The primary energy cost of a digital twin study is server compute time. A week-long 3D simulation does draw real power. But there are easy options to revert these drawbacks.
Data centres running on renewable energy
Major cloud computing providers have made substantial investments in renewable energy sources. When simulation workloads are run on green-powered infrastructure, the marginal emissions per simulation hour are a fraction of what the traditional testing methods consume — and often close to zero on a net basis.
No biological supply chain
There is no animal to breed, feed, house, transport, or care for post-operatively. There are no single-use surgical consumables, no anaesthetic agents to produce and ship, no biological waste streams to manage.
Instant iteration
When a device design changes, updating a virtual model and re-running a simulation takes hours to days, not weeks or months. There is no new animal to procure, no facility slot to book, no ethical committee re-approval required. Each iteration adds marginal compute cost, not an entirely new experimental lifecycle.

Scale without proportional cost
A single v-Patients study can simultaneously test a device across hundreds of virtual patient anatomies — capturing variability in sex, age, body size, and pathology that would be practically and ethically impossible to replicate in live animal cohorts of comparable size. The compute cost of testing across 200 virtual patients is not 200 times greater than testing on one.
Evidence from the manufacturing sector illustrates the scale of the opportunity.
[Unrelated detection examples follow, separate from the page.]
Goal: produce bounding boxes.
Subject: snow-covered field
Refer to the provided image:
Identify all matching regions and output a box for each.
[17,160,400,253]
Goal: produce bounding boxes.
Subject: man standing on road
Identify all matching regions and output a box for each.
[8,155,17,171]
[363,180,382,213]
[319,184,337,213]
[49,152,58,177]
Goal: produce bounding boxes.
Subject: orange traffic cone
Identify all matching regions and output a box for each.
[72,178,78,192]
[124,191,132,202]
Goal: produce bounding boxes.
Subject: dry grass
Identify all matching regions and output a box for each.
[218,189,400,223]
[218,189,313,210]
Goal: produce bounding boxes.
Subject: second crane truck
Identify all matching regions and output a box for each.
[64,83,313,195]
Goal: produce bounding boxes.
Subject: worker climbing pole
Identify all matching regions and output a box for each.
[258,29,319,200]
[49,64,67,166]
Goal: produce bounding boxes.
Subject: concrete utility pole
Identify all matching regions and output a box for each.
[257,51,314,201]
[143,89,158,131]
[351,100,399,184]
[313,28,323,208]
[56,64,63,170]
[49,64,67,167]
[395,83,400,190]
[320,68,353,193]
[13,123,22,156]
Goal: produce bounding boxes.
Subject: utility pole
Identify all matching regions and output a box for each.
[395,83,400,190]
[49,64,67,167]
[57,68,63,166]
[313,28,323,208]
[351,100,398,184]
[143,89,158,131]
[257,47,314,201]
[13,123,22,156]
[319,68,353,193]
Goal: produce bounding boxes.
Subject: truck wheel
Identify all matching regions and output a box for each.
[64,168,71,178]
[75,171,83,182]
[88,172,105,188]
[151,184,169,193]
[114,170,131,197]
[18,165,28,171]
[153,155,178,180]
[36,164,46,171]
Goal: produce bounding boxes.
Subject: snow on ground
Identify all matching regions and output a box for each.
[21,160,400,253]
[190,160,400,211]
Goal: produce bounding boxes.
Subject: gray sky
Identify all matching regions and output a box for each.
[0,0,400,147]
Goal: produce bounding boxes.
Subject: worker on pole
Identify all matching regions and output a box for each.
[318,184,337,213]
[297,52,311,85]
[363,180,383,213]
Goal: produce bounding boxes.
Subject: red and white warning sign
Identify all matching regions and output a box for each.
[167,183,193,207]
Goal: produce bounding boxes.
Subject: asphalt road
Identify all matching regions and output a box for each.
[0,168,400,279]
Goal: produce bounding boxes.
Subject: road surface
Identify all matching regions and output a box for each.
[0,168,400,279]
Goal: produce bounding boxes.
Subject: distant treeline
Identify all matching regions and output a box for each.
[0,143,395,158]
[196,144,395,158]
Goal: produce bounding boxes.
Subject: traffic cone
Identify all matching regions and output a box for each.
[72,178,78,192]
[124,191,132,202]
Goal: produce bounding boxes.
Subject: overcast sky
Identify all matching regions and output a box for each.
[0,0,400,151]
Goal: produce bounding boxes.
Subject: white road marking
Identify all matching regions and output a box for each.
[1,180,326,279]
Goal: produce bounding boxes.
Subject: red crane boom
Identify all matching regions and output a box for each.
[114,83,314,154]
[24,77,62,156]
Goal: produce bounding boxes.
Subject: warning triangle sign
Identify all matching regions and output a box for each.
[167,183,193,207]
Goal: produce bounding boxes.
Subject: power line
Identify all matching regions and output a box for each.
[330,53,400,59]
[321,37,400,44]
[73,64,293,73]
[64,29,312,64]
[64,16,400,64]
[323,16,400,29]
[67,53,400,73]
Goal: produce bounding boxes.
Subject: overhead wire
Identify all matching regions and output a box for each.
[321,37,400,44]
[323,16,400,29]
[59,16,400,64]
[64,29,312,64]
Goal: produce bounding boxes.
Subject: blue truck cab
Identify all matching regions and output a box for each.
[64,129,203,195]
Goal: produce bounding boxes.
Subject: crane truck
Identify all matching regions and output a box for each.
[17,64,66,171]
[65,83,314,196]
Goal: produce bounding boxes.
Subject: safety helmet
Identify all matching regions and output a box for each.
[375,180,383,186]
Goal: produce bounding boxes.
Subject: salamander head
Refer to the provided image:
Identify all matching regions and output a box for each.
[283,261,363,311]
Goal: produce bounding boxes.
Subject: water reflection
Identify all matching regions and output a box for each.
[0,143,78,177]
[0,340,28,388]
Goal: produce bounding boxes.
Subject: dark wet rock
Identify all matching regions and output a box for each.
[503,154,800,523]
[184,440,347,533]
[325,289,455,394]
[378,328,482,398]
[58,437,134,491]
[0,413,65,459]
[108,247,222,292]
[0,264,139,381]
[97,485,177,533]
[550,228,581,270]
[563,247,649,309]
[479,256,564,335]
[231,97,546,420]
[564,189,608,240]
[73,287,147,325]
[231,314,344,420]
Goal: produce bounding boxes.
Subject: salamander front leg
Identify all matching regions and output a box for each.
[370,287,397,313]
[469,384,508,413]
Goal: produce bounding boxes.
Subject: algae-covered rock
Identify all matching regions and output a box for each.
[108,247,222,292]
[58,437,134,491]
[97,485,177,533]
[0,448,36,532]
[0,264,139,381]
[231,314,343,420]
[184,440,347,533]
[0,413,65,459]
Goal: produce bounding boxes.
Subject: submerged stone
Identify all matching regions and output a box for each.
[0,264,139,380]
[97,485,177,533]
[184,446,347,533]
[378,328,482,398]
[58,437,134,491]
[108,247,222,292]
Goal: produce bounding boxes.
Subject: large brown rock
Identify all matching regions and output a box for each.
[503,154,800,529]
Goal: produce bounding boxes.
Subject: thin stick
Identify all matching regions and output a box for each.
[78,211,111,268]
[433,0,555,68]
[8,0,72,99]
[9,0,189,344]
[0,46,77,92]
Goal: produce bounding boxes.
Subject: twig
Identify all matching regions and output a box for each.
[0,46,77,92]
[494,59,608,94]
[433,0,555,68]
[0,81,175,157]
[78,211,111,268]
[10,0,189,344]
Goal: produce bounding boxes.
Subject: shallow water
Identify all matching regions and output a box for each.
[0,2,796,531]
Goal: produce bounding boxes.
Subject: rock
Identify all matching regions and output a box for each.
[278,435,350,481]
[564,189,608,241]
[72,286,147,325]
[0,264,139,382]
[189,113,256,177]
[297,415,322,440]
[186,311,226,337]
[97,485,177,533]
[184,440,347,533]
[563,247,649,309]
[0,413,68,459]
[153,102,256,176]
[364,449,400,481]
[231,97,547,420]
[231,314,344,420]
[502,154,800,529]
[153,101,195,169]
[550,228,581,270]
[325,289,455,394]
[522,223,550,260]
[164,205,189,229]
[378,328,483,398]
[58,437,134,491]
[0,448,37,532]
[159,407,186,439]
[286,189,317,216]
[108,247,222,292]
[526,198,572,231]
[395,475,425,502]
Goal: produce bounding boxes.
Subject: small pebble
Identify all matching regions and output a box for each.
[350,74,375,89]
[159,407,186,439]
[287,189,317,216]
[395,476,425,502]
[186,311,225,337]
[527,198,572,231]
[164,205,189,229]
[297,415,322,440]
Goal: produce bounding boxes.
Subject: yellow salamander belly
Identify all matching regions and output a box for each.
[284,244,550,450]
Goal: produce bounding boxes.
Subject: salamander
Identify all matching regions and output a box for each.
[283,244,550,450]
Research presented at MedtecLIVE demonstrated that using digital twin technology and finite element analysis in the development of medical components — specifically for titanium deep-drawn parts — reduced the carbon footprint during the development phase by up to 70% compared to conventional physical prototyping methods. Even accounting for the energy consumed by week-long high-performance computing simulations, the environmental savings were substantial and measurable.
| One Animal Study (pig) | One Digital Twin Study | |
|---|---|---|
| Raising the animal | ~200–500 kg CO₂ | None |
| Facility energy | Very high (runs 24/7) | Low (cloud computing) |
| Surgical waste & consumables | Significant | Minimal |
| Transport | Moderate to high | Near zero |
| Cost of each new iteration | Full restart | Small compute cost |
| Patients tested | Typically 1–10 animals | Hundreds of virtual patients |
| Total CO₂ estimate | 1,000–3,000+ kg | Tens of kg |
The gap is not small. And regulators are catching up — the FDA and other agencies are increasingly accepting simulation-based evidence as part of medical device approvals, meaning that choosing the lower-carbon path does not mean compromising on scientific standards.
Conclusion
People sometimes assume that being more sustainable in medical research means slowing things down or cutting corners. The numbers above suggest the opposite. Switching from animal experiments to digital simulations is faster, covers more patient types, and produces a fraction of the carbon emissions.
At Virtonomy, our v-Patients platform lets device developers run their preclinical testing virtually, using patient models built from real clinical data. The result is evidence that regulators accept, development that moves faster, and a significantly smaller environmental footprint — without a single animal involved.
The technology to make this shift exists today. The question is simply how quickly the industry chooses to use it. And with FDA planning to scrap animal testing, medical device companies should look for alternatives fast.